Reducing vascular access morbidity: a comparative trial of two vascular access monitoring strategies
- Additional Document Info
- View All
BACKGROUND: Thrombosis is the primary cause of access failure in polytetrafluoroethylene grafts and arteriovenous fistulas. It can lead to significant patient and access morbidity and mortality, and is difficult to prevent medically. Intervention is largely limited to maximizing access patency by detecting culprit lesions early and intervening with angioplasty or surgical revision. The most efficacious monitoring strategy is undetermined. METHODS: This 3 year prospective study took advantage of a change in monitoring strategy used in a large dialysis centre to compare the efficacy of two methods used to monitor grafts and fistulas in order to prevent access thrombosis. Accesses were monitored using Duplex ultrasonography in year 1, while the saline ultrasound dilution technique (Transonic) became the primary monitoring strategy in year 3 (year 2 was a transition year).
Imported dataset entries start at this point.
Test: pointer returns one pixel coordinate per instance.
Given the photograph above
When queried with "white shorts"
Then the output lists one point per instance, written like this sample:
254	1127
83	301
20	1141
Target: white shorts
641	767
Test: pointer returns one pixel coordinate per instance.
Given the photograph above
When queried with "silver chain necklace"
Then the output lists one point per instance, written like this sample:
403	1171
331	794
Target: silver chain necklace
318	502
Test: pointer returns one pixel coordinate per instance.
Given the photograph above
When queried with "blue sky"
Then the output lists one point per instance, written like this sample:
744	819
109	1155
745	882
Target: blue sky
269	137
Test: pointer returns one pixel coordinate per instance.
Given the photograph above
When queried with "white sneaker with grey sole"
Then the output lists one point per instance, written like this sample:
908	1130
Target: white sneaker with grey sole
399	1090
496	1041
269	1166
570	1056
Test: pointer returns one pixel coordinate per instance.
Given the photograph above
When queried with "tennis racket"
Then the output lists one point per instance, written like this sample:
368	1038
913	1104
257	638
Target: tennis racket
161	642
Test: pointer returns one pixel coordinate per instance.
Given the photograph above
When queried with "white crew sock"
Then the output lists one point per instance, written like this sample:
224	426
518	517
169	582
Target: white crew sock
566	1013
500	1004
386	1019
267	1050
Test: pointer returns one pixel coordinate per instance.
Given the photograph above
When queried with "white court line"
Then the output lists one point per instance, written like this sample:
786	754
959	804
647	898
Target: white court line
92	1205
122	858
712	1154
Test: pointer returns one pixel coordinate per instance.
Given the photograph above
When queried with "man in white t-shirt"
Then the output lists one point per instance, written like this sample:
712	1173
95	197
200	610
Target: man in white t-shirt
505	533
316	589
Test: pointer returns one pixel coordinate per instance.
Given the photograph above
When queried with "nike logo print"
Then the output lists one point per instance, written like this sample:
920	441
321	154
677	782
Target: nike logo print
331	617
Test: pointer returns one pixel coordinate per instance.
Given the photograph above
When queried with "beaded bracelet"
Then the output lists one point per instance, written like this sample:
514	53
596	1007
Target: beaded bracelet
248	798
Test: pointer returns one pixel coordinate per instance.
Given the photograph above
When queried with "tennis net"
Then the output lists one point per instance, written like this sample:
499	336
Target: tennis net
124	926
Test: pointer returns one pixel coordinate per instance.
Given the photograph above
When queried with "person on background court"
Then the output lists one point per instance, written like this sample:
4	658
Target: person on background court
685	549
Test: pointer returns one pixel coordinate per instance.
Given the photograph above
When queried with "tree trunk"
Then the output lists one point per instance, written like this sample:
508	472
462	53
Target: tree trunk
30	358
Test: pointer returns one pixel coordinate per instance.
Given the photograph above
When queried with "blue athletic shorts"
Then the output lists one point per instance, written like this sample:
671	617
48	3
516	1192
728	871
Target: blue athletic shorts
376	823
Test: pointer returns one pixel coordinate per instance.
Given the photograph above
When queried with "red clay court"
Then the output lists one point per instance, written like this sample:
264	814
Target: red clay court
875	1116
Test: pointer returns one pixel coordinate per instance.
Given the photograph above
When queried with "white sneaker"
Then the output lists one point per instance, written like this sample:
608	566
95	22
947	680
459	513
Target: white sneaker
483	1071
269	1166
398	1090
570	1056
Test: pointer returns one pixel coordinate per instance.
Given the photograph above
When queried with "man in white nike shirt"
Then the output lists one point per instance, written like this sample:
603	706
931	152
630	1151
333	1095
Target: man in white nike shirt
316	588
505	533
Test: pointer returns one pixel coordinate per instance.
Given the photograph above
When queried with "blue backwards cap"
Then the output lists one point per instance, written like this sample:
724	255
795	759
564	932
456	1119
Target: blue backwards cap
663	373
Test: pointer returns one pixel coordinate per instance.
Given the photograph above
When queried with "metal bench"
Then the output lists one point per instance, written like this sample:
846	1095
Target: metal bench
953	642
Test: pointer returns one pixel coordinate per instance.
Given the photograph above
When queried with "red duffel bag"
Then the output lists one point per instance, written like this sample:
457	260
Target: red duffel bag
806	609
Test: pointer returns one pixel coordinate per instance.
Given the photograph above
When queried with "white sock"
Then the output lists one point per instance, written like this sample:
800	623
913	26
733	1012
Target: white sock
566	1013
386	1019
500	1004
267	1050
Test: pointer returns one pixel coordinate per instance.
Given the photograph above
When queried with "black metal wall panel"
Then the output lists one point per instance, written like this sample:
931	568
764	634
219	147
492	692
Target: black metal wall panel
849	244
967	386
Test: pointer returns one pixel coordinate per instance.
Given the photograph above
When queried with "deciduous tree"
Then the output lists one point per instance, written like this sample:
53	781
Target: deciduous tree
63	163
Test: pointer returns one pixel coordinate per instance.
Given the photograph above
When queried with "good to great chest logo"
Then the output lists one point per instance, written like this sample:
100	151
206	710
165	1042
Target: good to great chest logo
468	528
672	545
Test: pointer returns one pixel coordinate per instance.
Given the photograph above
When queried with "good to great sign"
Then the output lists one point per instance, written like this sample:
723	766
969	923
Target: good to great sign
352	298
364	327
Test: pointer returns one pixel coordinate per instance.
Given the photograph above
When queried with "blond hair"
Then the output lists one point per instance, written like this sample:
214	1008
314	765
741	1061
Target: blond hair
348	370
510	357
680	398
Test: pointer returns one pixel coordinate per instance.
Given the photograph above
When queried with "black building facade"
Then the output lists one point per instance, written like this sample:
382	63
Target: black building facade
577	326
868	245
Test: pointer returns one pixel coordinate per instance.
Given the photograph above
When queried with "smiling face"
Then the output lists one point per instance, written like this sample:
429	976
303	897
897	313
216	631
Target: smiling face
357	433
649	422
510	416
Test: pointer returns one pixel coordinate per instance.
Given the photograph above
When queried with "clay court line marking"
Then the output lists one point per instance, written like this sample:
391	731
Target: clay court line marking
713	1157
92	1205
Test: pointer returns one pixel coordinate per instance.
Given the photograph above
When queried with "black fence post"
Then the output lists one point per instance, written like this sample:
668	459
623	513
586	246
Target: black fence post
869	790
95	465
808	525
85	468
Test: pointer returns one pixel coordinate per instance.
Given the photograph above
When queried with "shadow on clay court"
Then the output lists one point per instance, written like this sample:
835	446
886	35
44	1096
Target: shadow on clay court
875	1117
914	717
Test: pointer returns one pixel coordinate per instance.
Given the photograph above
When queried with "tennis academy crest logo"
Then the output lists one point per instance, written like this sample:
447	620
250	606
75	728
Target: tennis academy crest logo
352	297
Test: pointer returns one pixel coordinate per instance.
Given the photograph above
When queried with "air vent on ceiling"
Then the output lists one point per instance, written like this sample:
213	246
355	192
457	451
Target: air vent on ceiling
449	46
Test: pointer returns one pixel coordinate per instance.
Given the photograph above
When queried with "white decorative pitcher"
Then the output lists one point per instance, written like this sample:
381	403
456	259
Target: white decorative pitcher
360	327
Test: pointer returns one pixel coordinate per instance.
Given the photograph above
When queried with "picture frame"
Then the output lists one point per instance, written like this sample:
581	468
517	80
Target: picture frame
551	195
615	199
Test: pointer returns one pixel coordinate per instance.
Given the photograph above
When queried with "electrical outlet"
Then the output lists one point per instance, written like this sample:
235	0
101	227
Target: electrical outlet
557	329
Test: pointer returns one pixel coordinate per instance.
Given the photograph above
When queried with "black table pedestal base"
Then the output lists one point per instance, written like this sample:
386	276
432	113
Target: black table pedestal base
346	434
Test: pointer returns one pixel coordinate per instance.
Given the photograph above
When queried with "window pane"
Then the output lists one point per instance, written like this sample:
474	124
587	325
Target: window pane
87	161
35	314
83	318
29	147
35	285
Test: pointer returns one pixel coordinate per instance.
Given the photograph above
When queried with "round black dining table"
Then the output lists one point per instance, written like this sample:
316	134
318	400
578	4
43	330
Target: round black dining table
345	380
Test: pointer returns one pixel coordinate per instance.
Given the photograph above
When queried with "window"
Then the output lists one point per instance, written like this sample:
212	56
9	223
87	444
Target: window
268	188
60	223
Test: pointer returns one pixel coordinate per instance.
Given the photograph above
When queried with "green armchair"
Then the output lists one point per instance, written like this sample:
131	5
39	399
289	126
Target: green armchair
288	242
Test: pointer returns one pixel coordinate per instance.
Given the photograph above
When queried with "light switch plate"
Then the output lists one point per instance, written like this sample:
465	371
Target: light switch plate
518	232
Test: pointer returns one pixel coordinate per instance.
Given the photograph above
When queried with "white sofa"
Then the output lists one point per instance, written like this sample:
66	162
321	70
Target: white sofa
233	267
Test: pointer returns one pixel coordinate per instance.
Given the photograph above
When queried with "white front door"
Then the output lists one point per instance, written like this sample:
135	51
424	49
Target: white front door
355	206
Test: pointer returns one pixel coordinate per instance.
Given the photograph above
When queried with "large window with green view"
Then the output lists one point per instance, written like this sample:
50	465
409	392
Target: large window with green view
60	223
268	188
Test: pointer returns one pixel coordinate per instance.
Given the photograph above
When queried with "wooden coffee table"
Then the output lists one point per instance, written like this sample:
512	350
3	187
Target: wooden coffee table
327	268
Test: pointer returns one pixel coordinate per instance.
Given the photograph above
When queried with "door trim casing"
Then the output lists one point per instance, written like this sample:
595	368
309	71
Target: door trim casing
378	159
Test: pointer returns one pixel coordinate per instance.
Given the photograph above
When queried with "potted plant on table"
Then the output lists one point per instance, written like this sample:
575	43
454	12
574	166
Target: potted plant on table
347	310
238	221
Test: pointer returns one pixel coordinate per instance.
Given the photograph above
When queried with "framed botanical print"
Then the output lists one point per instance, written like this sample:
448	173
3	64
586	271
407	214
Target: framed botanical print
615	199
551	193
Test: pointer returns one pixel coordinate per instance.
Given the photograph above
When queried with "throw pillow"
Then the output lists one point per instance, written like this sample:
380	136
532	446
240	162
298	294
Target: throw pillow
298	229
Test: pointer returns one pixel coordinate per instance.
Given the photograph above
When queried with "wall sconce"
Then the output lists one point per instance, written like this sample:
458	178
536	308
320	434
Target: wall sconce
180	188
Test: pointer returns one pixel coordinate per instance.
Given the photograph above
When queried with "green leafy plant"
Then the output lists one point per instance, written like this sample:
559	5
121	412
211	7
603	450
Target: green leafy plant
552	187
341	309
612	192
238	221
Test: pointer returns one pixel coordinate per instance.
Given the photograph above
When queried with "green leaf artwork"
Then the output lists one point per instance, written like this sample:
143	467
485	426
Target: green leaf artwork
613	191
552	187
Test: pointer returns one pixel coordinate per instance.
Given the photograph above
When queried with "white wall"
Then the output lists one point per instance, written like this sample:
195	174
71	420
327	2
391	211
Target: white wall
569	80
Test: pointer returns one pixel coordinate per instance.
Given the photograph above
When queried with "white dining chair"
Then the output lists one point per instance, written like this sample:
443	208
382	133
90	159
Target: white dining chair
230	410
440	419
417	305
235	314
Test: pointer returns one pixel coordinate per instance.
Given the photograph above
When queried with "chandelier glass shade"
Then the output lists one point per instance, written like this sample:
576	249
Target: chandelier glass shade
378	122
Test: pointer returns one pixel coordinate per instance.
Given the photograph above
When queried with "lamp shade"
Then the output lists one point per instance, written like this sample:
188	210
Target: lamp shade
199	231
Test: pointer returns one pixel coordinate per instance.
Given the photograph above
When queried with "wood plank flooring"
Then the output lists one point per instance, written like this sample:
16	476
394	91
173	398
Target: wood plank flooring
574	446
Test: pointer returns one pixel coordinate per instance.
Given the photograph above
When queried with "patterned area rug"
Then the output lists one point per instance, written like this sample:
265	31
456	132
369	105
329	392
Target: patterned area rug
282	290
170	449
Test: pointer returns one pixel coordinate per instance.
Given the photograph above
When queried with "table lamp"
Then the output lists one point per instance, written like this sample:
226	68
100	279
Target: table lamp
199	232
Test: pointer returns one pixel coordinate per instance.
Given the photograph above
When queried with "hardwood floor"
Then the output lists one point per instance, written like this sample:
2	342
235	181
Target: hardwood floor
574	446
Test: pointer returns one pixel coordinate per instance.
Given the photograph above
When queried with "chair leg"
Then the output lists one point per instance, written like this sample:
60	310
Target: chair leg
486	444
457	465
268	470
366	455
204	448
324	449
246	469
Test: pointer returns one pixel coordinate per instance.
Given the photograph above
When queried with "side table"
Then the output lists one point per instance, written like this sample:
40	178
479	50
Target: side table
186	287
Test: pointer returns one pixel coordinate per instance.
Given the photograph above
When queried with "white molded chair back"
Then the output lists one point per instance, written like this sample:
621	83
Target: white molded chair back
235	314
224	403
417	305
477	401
Risk factors for thrombosis were determined using multivariate survival analysis, and the performance of Duplex ultrasonography and Transonic monitoring was assessed. RESULTS: A total of 303 656 access days at risk were assessed, with 344, 385 and 425 accesses in years 1, 2 and 3, respectively. The total thrombosis rate was 1.01/1000 access days in year 1 compared with 0.66/1000 access days in year 3. This was accomplished despite a reduction in procedure rates of 55% for angiograms, 13% for angioplasties and 31% for thrombolysis. CONCLUSION: Low flow rates detected using Transonic monitoring were associated with increased thrombosis, while stenosis detected using Duplex ultrasonography was not a strong predictor of incipient thrombosis; however, these different access characteristics were compared using monitoring techniques that may be ideal in different clinical situations.